From the Smithsonian to the Metropolitan Museum of Art, more museums are now making their collections available online, but the recently renovated Rijksmuseum over in sunny (not) Amsterdam has shifted the paradigm a bit by offering downloads of high-resolution images at no cost for the public to copy and transform into stationery, T-shirts, tattoos, plates, or even toilet paper.

The Dutch national museum, which reopened this April after an extensive ten year renovation, holds masterpieces by Rembrandt, Vermeer, Mondrian and van Gogh and has already made images of 125,000 of its works available through Rijksstudio, an interactive section of its Web site. The staff’s goal is to add 40,000 images a year until the entire collection of one million artworks spanning eight centuries is available.

Until recently, museums had been highly protective of good-quality digital versions of their artworks, making them available only upon request to members of the press or to art historians and scholars, with restrictions on how they could be used.
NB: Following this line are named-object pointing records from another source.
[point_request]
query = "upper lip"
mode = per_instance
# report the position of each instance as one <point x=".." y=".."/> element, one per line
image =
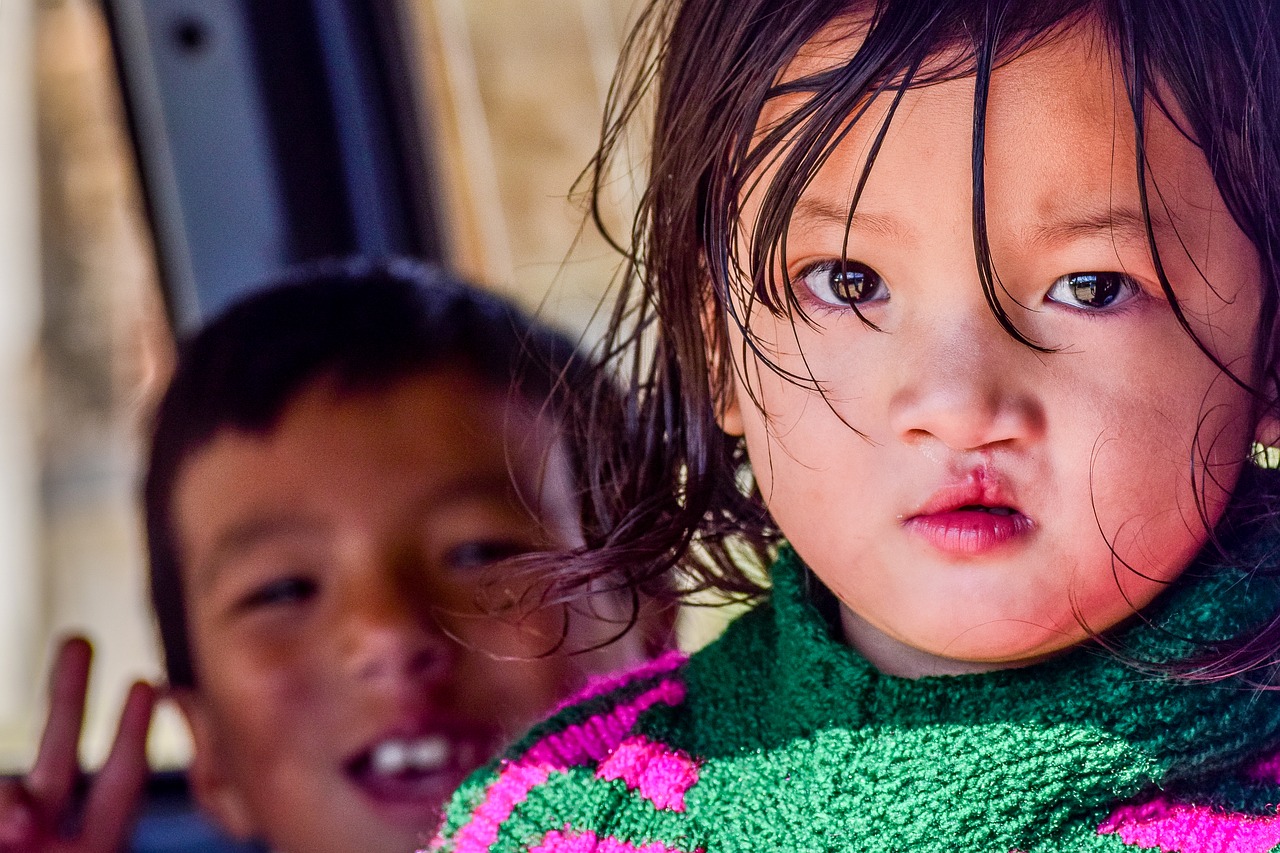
<point x="979" y="487"/>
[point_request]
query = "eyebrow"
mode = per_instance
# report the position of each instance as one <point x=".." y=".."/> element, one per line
<point x="246" y="536"/>
<point x="1121" y="224"/>
<point x="824" y="211"/>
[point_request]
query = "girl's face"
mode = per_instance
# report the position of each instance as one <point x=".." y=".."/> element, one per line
<point x="1000" y="503"/>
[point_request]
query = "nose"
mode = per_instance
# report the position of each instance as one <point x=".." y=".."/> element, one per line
<point x="963" y="382"/>
<point x="388" y="634"/>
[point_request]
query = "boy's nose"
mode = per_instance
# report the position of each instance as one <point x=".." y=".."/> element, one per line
<point x="388" y="637"/>
<point x="961" y="384"/>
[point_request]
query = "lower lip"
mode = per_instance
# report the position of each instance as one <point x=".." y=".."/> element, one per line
<point x="968" y="533"/>
<point x="410" y="802"/>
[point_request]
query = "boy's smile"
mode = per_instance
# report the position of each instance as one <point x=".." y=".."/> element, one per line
<point x="346" y="680"/>
<point x="1001" y="502"/>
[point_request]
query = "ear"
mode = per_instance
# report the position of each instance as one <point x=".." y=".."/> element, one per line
<point x="213" y="784"/>
<point x="728" y="413"/>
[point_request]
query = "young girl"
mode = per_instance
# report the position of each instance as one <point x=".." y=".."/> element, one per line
<point x="986" y="293"/>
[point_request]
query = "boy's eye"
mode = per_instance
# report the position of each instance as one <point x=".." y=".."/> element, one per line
<point x="286" y="591"/>
<point x="1093" y="290"/>
<point x="483" y="552"/>
<point x="845" y="283"/>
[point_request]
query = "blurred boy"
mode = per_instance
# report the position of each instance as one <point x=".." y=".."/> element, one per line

The reasons are manifold: protecting copyrights, maintaining control over potentially lucrative museum revenues from posters or souvenirs and preventing thieves or forgers from making convincing copies.

In recent years, though, as the Google Art Project has begun to amass a global archive of images with the cooperation of museums, and the Internet has made it impossible to stem the tide of low-quality reproductions, institutions are rethinking their strategy.

The Rijksmuseum has been able to put its works online more quickly because much of its collection predates Dutch copyright laws and its staff had an opportunity to digitize the collection when museum was closed for renovations. (It reopened last month after a 10-year makeover.) The digitization project was financed by a million-euro ($1.29 million) grant from the national BankGiro lottery, which provides money for the arts and cultural groups.

To date, Rijksstudio has logged more than 2.17 million visitors since its service went online in October, and around 200,000 people have downloaded images. As a result, the Rijksmuseum won three international “Best of the Web” awards last month in Portland, Ore., at the annual international conference known as Museums and the Web. The prizes are based on peer evaluations by museum professionals.

To inspire users, the Rijksmuseum invited the Dutch design cooperative Droog to create products based on its artworks. Its designers used part of a 17th-century flower still life by Jan Davidsz de Heem as a template for a tattoo, for example; it used a 3-D printer to create a white plastic replica of an ornate 16th-century centerpiece designed by the German silversmith Wenzel Jamnitzer and to adorn it with magnetic miniatures of items from the Rijksmuseum’s collection.